What is Acne?
If you have acne, then you are not alone. Over 676 million people world wide suffer from or have some form of acne. Acne is a chronic medical condition. In America, over 50 million people have active acne and 85% of people between the ages of 12-24 years old has some form of acne. It affects the pilosebacious glands and may manifest as inflammatory or non inflammatory lesions. Acne may affect the face, the back or the chest.
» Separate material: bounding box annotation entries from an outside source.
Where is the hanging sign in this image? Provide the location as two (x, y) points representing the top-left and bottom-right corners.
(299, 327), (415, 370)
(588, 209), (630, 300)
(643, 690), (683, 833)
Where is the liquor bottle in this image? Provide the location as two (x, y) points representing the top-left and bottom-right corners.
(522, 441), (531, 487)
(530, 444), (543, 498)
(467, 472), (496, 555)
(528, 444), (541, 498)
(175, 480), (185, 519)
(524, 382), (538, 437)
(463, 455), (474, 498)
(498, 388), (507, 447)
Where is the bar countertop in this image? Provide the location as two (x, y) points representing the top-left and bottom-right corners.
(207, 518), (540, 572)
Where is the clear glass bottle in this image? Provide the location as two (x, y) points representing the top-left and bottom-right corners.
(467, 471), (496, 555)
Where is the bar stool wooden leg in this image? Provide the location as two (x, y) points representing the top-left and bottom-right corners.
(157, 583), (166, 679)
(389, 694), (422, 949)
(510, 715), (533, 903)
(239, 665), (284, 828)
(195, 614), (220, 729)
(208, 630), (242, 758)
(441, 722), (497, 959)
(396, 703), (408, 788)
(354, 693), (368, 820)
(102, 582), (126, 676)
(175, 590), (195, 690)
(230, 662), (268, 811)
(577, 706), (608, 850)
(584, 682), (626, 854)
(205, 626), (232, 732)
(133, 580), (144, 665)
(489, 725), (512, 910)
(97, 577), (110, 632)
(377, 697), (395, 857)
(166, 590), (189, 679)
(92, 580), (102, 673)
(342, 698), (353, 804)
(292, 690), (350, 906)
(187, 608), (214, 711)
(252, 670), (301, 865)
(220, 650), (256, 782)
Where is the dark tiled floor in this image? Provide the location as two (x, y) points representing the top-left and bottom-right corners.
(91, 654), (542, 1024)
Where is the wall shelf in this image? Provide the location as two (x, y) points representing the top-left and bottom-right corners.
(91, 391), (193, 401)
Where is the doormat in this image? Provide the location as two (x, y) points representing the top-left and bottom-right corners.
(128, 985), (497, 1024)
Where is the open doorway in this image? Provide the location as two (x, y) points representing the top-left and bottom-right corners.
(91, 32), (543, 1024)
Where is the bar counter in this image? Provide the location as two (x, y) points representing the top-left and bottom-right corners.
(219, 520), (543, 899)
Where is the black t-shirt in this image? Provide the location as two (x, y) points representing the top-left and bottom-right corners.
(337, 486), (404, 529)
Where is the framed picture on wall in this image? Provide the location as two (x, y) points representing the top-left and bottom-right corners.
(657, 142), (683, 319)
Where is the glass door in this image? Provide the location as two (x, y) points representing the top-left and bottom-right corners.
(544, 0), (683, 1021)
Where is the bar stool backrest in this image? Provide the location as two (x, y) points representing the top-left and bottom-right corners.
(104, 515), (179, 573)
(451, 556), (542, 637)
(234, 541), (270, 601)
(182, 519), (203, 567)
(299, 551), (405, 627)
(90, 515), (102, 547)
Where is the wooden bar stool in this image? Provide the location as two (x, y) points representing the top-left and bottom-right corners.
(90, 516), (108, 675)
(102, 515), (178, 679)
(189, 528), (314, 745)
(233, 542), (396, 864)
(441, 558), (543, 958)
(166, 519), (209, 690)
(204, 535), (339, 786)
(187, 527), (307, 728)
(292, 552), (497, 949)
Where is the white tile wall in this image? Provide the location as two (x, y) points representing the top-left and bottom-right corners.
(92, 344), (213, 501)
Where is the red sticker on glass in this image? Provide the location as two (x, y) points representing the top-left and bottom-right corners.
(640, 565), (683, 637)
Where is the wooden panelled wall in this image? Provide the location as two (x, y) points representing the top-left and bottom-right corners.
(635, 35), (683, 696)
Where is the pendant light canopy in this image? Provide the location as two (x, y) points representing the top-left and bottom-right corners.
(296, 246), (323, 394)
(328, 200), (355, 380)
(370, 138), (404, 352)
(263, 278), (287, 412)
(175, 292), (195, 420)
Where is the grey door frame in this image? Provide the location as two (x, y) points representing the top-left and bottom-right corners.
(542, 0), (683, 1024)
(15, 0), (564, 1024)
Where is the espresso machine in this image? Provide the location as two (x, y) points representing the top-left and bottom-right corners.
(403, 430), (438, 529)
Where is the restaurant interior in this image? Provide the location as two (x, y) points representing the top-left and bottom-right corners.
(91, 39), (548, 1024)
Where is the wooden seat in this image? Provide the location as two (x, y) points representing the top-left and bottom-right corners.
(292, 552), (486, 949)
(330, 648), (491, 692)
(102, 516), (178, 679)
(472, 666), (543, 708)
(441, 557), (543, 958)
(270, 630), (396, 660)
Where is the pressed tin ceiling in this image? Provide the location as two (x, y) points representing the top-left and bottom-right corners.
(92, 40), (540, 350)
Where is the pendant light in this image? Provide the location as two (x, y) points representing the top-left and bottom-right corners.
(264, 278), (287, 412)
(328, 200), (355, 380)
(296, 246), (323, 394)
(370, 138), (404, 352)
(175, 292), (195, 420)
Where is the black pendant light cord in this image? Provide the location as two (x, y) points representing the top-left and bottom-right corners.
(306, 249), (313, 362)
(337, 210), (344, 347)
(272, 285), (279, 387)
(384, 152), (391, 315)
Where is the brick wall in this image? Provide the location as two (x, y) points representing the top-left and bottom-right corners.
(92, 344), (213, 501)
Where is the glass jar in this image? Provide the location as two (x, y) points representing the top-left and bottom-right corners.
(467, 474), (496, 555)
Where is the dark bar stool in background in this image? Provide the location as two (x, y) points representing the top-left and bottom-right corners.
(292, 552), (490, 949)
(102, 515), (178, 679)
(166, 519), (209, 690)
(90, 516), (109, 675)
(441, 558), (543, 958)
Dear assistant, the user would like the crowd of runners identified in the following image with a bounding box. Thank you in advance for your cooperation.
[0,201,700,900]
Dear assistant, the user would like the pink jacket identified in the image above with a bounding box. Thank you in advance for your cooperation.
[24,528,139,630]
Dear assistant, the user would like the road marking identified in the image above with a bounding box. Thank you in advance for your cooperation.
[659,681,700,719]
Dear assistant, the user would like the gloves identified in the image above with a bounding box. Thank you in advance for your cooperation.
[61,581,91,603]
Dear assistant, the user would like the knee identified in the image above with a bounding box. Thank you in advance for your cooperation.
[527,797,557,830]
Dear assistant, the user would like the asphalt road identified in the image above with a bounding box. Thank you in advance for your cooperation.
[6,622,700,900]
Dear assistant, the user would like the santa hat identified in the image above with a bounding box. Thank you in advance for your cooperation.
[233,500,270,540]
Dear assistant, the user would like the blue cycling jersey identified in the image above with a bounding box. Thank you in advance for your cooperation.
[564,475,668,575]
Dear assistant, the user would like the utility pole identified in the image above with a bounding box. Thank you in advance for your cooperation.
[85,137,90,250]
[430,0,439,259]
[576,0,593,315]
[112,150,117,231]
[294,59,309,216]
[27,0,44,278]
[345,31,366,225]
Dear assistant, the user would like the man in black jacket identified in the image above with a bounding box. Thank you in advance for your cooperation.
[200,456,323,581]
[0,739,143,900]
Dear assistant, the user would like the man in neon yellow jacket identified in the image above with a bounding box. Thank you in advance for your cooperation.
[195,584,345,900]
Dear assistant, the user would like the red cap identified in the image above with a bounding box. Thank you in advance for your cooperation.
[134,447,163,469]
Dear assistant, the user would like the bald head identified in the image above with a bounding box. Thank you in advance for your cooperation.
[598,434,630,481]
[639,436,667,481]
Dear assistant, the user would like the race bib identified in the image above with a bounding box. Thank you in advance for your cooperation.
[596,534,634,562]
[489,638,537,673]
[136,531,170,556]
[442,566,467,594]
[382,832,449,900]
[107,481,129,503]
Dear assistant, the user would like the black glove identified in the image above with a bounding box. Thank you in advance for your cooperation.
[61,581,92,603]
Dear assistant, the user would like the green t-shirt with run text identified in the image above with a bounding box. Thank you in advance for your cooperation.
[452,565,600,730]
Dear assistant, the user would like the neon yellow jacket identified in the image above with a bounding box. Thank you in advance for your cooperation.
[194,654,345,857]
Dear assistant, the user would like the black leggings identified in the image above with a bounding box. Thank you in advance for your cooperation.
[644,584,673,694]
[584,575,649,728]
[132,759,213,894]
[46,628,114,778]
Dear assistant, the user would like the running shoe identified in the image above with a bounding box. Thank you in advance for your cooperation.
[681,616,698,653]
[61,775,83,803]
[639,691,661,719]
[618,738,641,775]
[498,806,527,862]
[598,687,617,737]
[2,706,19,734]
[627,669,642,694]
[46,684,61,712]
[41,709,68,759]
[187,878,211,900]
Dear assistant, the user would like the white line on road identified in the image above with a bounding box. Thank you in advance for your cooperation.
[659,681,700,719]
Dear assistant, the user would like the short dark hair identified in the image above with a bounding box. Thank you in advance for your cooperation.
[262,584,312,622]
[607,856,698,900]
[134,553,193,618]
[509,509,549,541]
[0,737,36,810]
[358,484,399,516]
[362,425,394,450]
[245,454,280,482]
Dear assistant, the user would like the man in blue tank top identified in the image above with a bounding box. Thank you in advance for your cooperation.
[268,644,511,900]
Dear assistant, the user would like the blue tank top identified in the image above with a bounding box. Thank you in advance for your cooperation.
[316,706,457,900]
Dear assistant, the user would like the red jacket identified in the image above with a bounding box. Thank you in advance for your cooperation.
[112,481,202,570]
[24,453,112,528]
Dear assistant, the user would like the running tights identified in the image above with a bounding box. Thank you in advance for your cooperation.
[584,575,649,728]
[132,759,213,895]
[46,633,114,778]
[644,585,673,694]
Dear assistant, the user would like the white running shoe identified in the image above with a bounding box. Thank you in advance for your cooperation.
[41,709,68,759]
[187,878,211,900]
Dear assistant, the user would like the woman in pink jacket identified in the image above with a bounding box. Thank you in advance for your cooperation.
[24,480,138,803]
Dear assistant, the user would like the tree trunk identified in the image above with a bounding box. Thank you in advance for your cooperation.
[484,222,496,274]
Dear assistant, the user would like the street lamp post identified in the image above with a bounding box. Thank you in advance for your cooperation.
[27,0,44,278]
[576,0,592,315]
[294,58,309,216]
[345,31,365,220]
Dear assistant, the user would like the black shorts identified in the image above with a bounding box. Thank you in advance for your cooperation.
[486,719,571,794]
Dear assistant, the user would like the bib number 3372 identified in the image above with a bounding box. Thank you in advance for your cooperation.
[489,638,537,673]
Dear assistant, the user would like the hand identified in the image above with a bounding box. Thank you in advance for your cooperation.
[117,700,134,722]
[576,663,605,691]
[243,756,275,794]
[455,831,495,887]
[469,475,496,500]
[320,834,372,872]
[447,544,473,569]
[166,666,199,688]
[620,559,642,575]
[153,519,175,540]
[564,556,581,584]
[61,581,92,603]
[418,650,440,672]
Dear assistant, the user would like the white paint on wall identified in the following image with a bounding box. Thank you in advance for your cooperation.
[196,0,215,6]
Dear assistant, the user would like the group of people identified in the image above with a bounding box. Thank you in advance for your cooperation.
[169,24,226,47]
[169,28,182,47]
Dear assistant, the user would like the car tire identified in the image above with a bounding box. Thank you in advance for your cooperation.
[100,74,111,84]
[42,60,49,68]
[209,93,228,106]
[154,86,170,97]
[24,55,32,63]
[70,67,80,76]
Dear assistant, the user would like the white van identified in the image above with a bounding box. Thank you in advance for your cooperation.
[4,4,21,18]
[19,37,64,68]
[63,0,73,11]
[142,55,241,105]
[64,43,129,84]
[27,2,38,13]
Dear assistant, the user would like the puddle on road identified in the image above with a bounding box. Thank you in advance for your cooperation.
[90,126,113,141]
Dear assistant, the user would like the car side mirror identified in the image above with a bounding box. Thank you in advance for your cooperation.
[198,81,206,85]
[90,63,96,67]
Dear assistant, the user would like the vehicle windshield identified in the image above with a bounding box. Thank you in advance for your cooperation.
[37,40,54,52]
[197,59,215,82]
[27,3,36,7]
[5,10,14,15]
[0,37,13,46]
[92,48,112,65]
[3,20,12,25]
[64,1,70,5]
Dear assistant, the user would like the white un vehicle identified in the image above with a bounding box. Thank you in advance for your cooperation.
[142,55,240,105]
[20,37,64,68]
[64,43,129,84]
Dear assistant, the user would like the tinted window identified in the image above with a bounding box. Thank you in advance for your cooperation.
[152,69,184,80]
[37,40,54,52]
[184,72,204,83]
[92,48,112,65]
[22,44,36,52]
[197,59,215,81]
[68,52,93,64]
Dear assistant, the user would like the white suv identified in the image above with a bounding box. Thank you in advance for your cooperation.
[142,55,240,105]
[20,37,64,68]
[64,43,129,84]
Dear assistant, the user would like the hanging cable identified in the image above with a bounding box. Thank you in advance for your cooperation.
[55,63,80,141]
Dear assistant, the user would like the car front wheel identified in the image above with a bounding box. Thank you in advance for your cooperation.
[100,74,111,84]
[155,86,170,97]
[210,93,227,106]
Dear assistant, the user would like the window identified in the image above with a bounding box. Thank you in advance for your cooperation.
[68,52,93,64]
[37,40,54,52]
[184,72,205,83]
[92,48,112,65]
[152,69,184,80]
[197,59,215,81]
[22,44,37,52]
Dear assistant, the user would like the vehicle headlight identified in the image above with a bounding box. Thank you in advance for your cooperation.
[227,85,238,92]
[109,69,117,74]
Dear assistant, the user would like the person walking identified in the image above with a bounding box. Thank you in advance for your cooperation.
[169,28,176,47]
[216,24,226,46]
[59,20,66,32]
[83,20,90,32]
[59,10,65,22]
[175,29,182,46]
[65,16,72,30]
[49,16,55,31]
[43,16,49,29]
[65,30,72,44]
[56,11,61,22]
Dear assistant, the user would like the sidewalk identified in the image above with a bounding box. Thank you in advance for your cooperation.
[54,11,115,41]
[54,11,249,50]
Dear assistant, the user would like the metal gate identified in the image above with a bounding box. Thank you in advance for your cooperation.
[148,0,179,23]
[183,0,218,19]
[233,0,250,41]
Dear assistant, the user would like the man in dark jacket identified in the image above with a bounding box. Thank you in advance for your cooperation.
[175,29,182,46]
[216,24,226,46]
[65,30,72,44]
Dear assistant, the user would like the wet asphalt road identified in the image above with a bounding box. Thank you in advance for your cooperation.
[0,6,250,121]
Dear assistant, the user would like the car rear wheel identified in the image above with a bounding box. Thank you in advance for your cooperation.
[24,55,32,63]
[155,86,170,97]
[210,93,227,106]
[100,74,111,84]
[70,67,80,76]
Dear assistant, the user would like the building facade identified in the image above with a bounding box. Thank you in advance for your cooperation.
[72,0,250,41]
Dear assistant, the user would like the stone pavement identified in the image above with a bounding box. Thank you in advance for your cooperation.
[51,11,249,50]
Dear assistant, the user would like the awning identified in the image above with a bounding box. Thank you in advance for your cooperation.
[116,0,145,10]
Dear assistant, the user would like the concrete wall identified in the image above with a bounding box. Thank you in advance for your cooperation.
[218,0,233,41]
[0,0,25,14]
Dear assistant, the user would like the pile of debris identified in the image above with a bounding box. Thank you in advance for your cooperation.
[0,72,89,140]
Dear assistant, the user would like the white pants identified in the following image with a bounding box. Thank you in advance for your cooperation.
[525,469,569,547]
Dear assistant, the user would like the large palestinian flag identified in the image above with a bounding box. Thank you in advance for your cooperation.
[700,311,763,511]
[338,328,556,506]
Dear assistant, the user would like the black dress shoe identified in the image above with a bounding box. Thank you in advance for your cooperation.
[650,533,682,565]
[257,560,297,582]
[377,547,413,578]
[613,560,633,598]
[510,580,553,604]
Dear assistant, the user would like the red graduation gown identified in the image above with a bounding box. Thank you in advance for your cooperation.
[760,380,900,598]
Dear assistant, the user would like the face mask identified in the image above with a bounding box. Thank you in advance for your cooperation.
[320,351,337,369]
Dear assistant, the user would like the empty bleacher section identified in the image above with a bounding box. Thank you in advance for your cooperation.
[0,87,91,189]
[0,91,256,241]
Acne has many causes and the various methods of treatments reflex the understanding of the pathophysiology of the process. Hormone imbalance seem to play a large roll in the manifestation of acne. It is believed that the surge in certain sex hormone cause sebaceous gland hyperactivity. In other cases, acne is believed to be caused from bacterial infection. Propionibacterium is commonly implicated. Sometimes acne may precede the onset of menarche by up to 1 year. The sebaceous gland is a small gland just adjacent to the shaft of the hair follicle that lubricates the hair as it grows out of the skin. It is the dis-regulation of that gland that contributes to acne.
As far back in time as the record extends, acne has been a problem and there have been a constant quest as to find the best treatment for it. Over the years many treatments have evolved. These treatment have been based on what was assumed to be the cause. It is also well known that certain food and lifestyle may contribute to acne. Soda, rice, bread, cake and chocolate have been frequently implicated. In fact some patient will tell you that it occurred shortly after they eat chocolate etc.
Some of the life style factors that contribute to acne are, smoking, alcohol consumption, irregular diet patterns, erratic sleep patterns, stress and last but not least cosmetic.
If you go to see a physician for acne treatment, chances are this is how you will be treated: First-line treatment for moderate acne vulgaris includes a combination of benzoyl peroxide and a topical antibiotic (erythromycin or clindamycin), topical retinoid, or both; benzoyl peroxide, an oral antibiotic, and topical retinoid; or benzoyl peroxide, oral and topical antibiotics, and a topical retinoid. Some physician may add tetracycline (minocycline, doxycycline) to the mix. In cases where the patient may be pregnant, the patient is still growing or the patients is otherwise unable to tolerate Tetracycline, a macrolide (erythromycin, azithromycin) may be used instead.
As you can see, acne is a complex condition and requires a comprehensive multifactorial approach. No one treatment is perfect for all patients and that is why clinicians have to tailor their approach based on the unique requirements of their particular patients. For some patients a singular modality is enough while others may require a more comprehensive and complex approach. When treating acne, it is always important to figure out the triggers and eliminate the underlining cause. In cases where it is clearly understood that certain foods, smoking, excessive alcohol consumption are the culprits, then we can work with the patient to eliminate those foods or habits from their daily routine. If stress or poor sleep habits are the underlining causes, it is important to treat those too.
Sometimes, none of the modalities of treatment above work. This is where the laser stands head and shoulders above all other modalities of treatment. With the laser, we can lyse the pustules. We sterilize the area and kill all the microorganisms that is contributing to the irritation of the sebaceous gland. We shrink the pours and then we generate collagen to fill out those craters and finally a light peel to reveal the underlining new skin.